Information rich hiring processes that support two-way information gathering for both teaching applicants and hiring leaders have proved to be promising in creating sustaining teaching pipelines (Liu, 2004). Teachers value adequate time to learn about their new potential workplace – practices such as leaving time for applicant questions, tours of the school during a regular school day, and providing applicant observation time in a class that authentically matches the job posting. District leaders can prioritize the use of a diverse set of application materials in the evaluation of applicants such as: résumés, cover letters, teaching portfolios with videos, and including a mock lesson (preferably with students) within the interview process. Findings from Wildy et al. (2011) suggest a much higher reliability in the agreement of reviewers is found in performance based tasks, such as mock lessons, to evaluate potential hires as opposed to panel hiring. This type of information-rich interviewing process can jump-start the teacher and leader coaching relationship. Districts have seen decreased turnover when targeted hiring practices such as these just mentioned occur (Simon, 2021; Podolsky et al., 2019). Additionally, research suggests that the standard use of interview questions concerning equity, where the hiring committee seeks to assess a candidate’s values or experiences related to equity, can screen for candidates who value and reflect on equitable practices and can signal to BIPOC candidates the importance the district places on equitable practices (Liera, 2020). Again, continue use standardized rubrics across all candidates, do not evaluate candidates on attributes/tasks/questions outside of the predetermined rubric, and do not discount any candidate from the position until all candidates have been interviewed and evaluated holistically (Palmer & Mullooly, 2015).
Retention
Induction & Mentorship
Induction and mentoring programs are a popular and proven approach to enhance the retention of new teachers (Borman & Dowling, 2008). An analysis of mentoring programs found that first-year teachers have a 34% reduction in turnover when they receive robust induction support such as mentoring from an experienced teacher, along with beginning teacher seminars, opportunities for collaboration with other teachers, and reduced teaching loads (Ingersoll & Strong, 2011). However, not all induction and mentoring programs are of equal quality and their efficacy depends a great deal on program design and implementation. Research by Carver-Thomas & Darling-Hammond (2017) found that first-year Black teachers on average reported comparable mentorship opportunities to first year teachers overall. However, Black teachers rated their mentorship experiences less effective than did their white peers. Additionally, recent findings from Bristol (2018) show that Black male teachers report less overall access to professional support, a longstanding, significant reason Black teachers report choosing to leave their current schools (Achinstein, 2010). The New Teacher Center (NTC) offers a mentorship model that may increase the effectiveness of the mentorship experience for teachers. In evaluations of the NTC program, new teachers were more likely to have trained mentors and participate in high-impact mentorship activities such as developing professional growth plans, observations with feedback, and instructional methods discussion and support (Carver-Thomas & Darling-Hammond, 2017).
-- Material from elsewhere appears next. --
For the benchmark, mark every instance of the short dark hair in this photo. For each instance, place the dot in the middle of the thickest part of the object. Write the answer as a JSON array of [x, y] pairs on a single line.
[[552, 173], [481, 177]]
A final consideration for enhancing induction support is to prioritize mentor-mentee pairs that share the same racial or ethnic backgrounds. Research indicates that when mentor-mentee pairs are non-racially matched, specifically when Black women are paired with white women mentors, Black women professionals feel that their white women mentors exhibit competitiveness and distrust towards them (Black, 1999). Other studies indicate that mentees with same race mentors receive significantly more job related support (Murrell et al., 2008; Ensher & Murphy, 1997).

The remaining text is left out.